First, as I have pointed out in earlier posts, we actually have no data to demonstrate that the education that for-profits provide is less effective than that at non-profits. For simplicity, I am willing to stipulate that the education provided at the top 200 of the approximately 4000 accredited non-profit colleges is superior to that provided at any of the non-profits, although there is no data to support that stipulation. However, I believe that a large fraction of the for-profits provide an education that is equal or superior to that provided by a similarly large fraction of the remaining 3800 accredited non-profit colleges. Many of the for-profits simply spend more developing courses, bringing in advanced pedagogy, and evaluating student outcomes than do most of the non-profits. So, there is no a priori reason to believe that the Wal-Mart students will be cheated in the quality of their instruction.
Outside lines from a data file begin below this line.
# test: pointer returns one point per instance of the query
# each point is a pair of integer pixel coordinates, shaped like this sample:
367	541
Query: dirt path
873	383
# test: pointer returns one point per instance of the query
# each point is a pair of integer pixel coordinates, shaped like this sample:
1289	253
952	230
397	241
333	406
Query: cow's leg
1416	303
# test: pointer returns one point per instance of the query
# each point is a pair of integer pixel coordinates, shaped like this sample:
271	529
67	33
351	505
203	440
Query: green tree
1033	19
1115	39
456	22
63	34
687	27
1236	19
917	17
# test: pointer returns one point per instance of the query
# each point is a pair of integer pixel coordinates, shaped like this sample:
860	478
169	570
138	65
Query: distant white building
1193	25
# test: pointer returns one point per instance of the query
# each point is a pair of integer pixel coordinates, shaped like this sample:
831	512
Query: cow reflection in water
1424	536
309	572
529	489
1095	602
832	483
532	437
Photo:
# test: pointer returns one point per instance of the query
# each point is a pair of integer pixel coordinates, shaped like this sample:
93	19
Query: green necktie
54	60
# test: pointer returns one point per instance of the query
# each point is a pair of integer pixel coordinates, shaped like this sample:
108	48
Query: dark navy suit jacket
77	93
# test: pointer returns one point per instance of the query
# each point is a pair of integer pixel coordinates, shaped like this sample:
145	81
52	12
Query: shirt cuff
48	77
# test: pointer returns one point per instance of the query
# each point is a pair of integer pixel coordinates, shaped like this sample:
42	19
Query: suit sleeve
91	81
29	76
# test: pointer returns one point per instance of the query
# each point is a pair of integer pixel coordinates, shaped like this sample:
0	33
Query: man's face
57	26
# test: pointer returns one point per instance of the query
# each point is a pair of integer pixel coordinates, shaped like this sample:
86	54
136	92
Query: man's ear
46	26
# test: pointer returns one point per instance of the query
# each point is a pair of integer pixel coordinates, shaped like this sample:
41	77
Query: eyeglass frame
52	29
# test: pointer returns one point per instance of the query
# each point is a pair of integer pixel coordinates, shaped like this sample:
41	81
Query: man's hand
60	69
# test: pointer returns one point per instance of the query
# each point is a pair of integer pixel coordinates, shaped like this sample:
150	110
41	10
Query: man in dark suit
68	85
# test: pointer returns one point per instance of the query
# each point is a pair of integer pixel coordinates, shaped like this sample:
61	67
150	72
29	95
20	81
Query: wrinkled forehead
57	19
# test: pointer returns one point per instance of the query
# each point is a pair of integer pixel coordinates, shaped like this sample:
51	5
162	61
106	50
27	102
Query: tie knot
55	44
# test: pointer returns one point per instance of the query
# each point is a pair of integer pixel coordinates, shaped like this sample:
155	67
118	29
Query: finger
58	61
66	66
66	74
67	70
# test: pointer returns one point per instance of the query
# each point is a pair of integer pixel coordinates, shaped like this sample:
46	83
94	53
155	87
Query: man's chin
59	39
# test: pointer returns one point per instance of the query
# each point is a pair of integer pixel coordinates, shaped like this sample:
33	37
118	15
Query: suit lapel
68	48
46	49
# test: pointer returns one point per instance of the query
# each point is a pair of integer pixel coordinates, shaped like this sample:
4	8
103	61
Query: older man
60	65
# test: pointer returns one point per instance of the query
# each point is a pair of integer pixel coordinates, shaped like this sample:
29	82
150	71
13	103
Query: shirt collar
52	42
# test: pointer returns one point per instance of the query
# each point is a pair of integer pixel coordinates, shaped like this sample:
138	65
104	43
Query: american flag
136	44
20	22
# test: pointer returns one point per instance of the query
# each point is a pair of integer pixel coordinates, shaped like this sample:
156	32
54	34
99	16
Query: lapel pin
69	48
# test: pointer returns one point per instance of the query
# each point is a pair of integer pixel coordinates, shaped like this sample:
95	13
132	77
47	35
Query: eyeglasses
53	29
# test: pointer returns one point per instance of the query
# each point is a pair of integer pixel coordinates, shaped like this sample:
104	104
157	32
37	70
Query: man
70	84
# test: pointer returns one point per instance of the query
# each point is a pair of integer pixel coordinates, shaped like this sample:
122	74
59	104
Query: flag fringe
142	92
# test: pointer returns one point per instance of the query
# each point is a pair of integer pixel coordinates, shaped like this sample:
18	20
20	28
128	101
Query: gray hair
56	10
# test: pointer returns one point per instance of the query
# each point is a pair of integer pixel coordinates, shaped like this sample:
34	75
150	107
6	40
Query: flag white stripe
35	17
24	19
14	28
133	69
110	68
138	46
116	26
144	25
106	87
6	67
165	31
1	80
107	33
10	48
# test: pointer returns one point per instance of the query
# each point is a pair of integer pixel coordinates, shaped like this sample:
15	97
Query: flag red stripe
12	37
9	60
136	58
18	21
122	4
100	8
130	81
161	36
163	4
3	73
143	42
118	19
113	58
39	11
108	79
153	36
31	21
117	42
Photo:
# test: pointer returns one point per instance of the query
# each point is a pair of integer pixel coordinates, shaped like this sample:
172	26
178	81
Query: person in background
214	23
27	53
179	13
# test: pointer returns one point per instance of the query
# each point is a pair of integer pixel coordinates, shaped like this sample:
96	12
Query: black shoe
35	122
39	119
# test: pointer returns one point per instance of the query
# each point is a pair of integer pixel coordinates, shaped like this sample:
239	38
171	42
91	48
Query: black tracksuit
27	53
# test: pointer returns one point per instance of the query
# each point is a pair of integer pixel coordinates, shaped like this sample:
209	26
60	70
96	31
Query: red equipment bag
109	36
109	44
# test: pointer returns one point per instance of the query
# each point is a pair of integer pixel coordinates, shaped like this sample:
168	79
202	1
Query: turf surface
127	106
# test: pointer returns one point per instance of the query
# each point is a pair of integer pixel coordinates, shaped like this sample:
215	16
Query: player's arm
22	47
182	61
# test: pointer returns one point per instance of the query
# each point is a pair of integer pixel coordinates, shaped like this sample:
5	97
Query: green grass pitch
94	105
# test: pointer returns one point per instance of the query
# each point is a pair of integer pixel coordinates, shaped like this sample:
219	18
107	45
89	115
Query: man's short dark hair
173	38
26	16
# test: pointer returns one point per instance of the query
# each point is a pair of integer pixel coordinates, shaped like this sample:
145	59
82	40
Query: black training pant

Secondly, while there is no doubt that at this time degrees from most for-profit institutions generally are viewed less favorably than degrees from most non-profit institutions, there are reasons to believe that view may be changing. In reality, many corporations are working with major for-profit higher education providers to offer advanced opportunities to their employees, including degree programs. For example, both Kaplan University and the University of Phoenix have programs focusing on this market. This has numerous consequences. Perhaps most importantly, the sheer number of students in this group assures that graduates of for-profit universities increasingly will be moving into responsible managerial positions in corporations all across America. As more of these graduates move into positions of responsibility, they will increase the respectability and brand value of the degrees. As some of the successful graduates move to other companies, they will take a respect for the brand with them to the new company. Equally significant, in companies that have such education programs, HR offices clearly will treat candidates with degrees from for-profit universities more positively.
The Wal-Mart program, because of its potentially very large number of students and the visibility of the employer, looks suspiciously like a significant step forward in the evolution of for-profit higher education as a disruptive innovation ( as described by Christensen.)